Hand holding cyber key

Bitwarden and other password managers are targeted in Google Ads phishing campaigns to steal users’ password vault credentials.

As business and consumers adopt unique passwords on every site, it has become essential to use password managers to keep track of all passwords.

However, unless you are using a local password manager, like KeePassmost password managers are cloud-based, allowing users to access their passwords through websites and mobile apps.

These passwords are stored in the cloud in “password vaults” which hold the data in an encrypted format, usually encrypted using users’ master passwords.

Recent security vulnerabilities at LastPass and Credential stuffing attacks at Norton illustrated that a master password is a weak point for a password vault.

For this reason, malicious actors have been spotted creating phishing pages that target your Password Vault login credentials, potentially authentication cookies, because once they gain access , they have full access to your vault.

Bitwarden Users Targeted by Google Ads Phishing

On Tuesday, Bitwarden users started seeing a Google ad titled “Bitward – Password Manager” in search results for “bitwarden password manager.”

Although BleepingComputer was unable to reproduce this ad, it was seen by Bitwarden users on Reddit [12] and the Bitward Forums.

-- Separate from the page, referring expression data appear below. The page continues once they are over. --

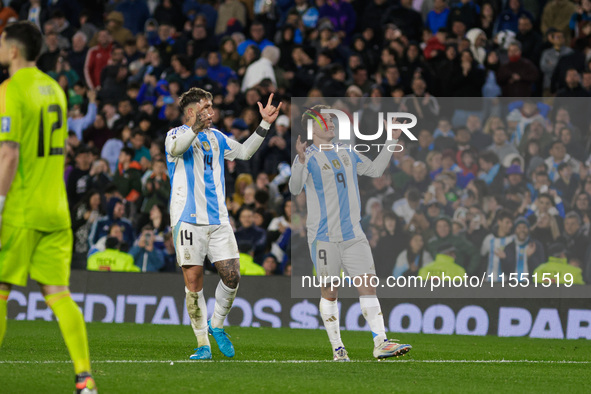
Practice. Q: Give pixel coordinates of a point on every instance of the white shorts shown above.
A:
(354, 256)
(193, 242)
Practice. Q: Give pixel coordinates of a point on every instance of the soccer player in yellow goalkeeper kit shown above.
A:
(35, 230)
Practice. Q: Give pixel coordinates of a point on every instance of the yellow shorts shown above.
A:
(46, 256)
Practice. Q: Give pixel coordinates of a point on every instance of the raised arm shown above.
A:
(251, 145)
(299, 171)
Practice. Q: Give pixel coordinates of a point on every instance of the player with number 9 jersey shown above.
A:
(328, 173)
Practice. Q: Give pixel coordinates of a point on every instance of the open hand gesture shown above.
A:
(301, 150)
(270, 112)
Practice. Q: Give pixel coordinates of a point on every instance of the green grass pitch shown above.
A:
(130, 358)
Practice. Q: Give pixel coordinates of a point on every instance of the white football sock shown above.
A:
(224, 298)
(370, 307)
(197, 309)
(329, 311)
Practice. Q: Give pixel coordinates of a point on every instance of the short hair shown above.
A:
(28, 36)
(137, 132)
(192, 96)
(309, 114)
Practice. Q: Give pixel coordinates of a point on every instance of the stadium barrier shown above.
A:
(159, 298)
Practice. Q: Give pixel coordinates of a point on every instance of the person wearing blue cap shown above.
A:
(522, 255)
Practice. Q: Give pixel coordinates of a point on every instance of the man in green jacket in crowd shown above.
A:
(466, 254)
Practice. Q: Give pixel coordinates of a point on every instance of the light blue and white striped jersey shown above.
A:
(198, 192)
(332, 193)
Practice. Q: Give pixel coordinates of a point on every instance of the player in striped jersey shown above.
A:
(336, 240)
(195, 155)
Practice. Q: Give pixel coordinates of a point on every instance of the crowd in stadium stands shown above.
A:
(500, 187)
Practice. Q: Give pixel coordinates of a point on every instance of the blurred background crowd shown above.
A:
(476, 165)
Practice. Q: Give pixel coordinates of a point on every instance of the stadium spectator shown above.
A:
(77, 182)
(508, 19)
(558, 156)
(134, 12)
(97, 59)
(558, 264)
(257, 34)
(551, 55)
(575, 240)
(128, 176)
(7, 14)
(523, 254)
(466, 253)
(270, 265)
(145, 255)
(114, 217)
(494, 243)
(412, 258)
(111, 259)
(501, 146)
(517, 77)
(157, 187)
(261, 69)
(557, 14)
(248, 267)
(443, 265)
(251, 234)
(88, 210)
(77, 121)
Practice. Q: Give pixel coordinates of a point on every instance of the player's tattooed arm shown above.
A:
(229, 271)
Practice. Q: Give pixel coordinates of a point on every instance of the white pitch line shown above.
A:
(407, 360)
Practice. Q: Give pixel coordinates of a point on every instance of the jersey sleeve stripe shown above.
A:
(3, 98)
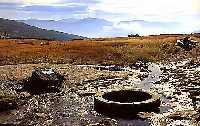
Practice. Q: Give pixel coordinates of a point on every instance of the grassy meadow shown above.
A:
(121, 51)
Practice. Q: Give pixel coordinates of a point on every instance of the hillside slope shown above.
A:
(14, 29)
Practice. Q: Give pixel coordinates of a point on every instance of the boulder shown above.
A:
(44, 80)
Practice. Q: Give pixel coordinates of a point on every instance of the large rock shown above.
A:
(44, 80)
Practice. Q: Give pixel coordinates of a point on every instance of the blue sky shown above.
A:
(186, 13)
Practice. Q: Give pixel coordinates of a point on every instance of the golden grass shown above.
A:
(95, 51)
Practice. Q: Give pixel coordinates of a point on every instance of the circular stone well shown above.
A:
(126, 102)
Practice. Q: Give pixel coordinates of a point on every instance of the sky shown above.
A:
(185, 13)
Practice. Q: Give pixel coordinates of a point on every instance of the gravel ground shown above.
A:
(177, 84)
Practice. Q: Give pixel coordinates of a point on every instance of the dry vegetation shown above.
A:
(94, 51)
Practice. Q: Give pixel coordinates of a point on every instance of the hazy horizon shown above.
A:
(125, 17)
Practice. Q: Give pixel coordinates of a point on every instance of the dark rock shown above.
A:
(44, 80)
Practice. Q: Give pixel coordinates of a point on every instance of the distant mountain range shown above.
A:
(94, 27)
(15, 29)
(89, 27)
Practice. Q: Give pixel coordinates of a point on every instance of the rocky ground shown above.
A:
(177, 83)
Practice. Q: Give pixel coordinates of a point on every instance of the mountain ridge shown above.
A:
(16, 29)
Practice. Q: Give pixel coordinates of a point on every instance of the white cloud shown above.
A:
(165, 10)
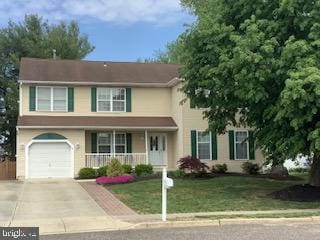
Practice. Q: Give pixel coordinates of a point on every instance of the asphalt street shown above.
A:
(227, 232)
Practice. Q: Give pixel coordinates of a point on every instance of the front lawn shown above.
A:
(200, 195)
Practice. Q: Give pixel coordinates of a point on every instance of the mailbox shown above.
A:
(168, 183)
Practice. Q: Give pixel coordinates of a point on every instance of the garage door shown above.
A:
(49, 160)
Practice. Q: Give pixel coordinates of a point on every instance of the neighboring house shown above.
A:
(76, 114)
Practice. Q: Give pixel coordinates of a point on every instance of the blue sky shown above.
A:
(121, 30)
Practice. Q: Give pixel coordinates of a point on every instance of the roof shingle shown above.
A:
(77, 71)
(107, 122)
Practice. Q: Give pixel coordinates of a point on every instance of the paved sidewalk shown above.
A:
(53, 205)
(177, 216)
(107, 201)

The domain used in the ad was “appbitwarden.com” and when clicked, users were redirected to the “bitwardenlogin.com” site.

Bitwarden phishing site promoted via Google ad
Bitwarden phishing site promoted via Google ad
Source: Reddit

The page on ‘bitwardenlogin.com’ was an exact replica of the legitimate Login to Bitwarden Web Vault page, as shown below.

Bitwarden Phishing Page
Bitwarden Phishing Page
Source: BleepingComputer

In our testing, the phishing page will accept credentials and, when submitted, redirect users to the legitimate Bitwarden login page.

However, our initial tests used fake credentials and the page was closed the moment we started testing with real Bitwarden test login credentials.

Therefore, we could not see if the phishing page would also attempt to steal MFA-backed session cookies (authentication tokens) like many advanced phishing pages.

While many people thought the URL was a dead giveaway that it was a phishing page, others couldn’t tell if it was fake or not.

“Good God. In situations like this, how can I detect the fake? It’s really scary,” said the poster of a Reddit topic about the phishing page.

“People say look at the URL, maybe it’s just my little brain but I can’t tell which one is the real one,” another user commented on the same Reddit post.

To make matters worse, it’s not just Bitwarden that is being targeted by malicious phishing pages in Google Ads.

Security researcher MalwareHunterTeam also recently found google ads targeting credentials for the 1Password password manager.

Promoting the 1Password phishing page on Google
Promoting the 1Password phishing page on Google
Source: MalwareHunterteam

BleepingComputer was unable to find any other ads targeting other password managers, but Google search results ads have become a huge cybersecurity issue lately.

Recent research has shown that threat actors use Google ads to power their malware delivery campaigns for initial access to corporate networks, steal credentialsand for phishing attacks.

Protect your password safes

With password safes containing some of your most valuable online data, it’s important to protect them properly.

When it comes to protecting your password vaults from phishing attacks, the first line of defense is always to confirm that you are entering your credentials on the correct website.

However, if you mistakenly enter your credentials on a phishing site, you must always configure multi-factor authentication with your password manager.

The best MFA verification methods to use when securing your account, from best to worst, are hardware security keys (best but heaviest), an authenticator app (good and easier to use), and SMS verification (can be hacked in sim swap attacks).

Unfortunately, even with MFA protection, your accounts can still be vulnerable to advanced adversary-in-the-middle (AiTM) phishing attacks.

AiTM phishing attacks occur when threat actors use specialized toolkits such as evilginx2, Modlishkaand moray eel to create phishing landing pages that link to legitimate login forms to a targeted service.

Using this method, visitors to the phishing page will see the login form for a legitimate service, such as Microsoft 365. When they enter their credentials and MFA verification codes, this information is also passed to the real site.

However, once a user logs in and the legitimate site sends the MFA-backed session cookie, the phishing toolkit can steal those tokens for later use.

How an AiTM phishing attack unfolds
How an AiTM phishing attack unfolds
Source: BleepingComputer

Since these tokens have already been verified through MFA, they allow threat actors to log into your account without verifying MFA again.

Microsoft warned in July that this type of attack was used to bypass multi-factor authentication for 10,000 organizations.

Unfortunately, that brings us back to the first line of defense – make sure you only enter your credentials on a legitimate website or mobile app.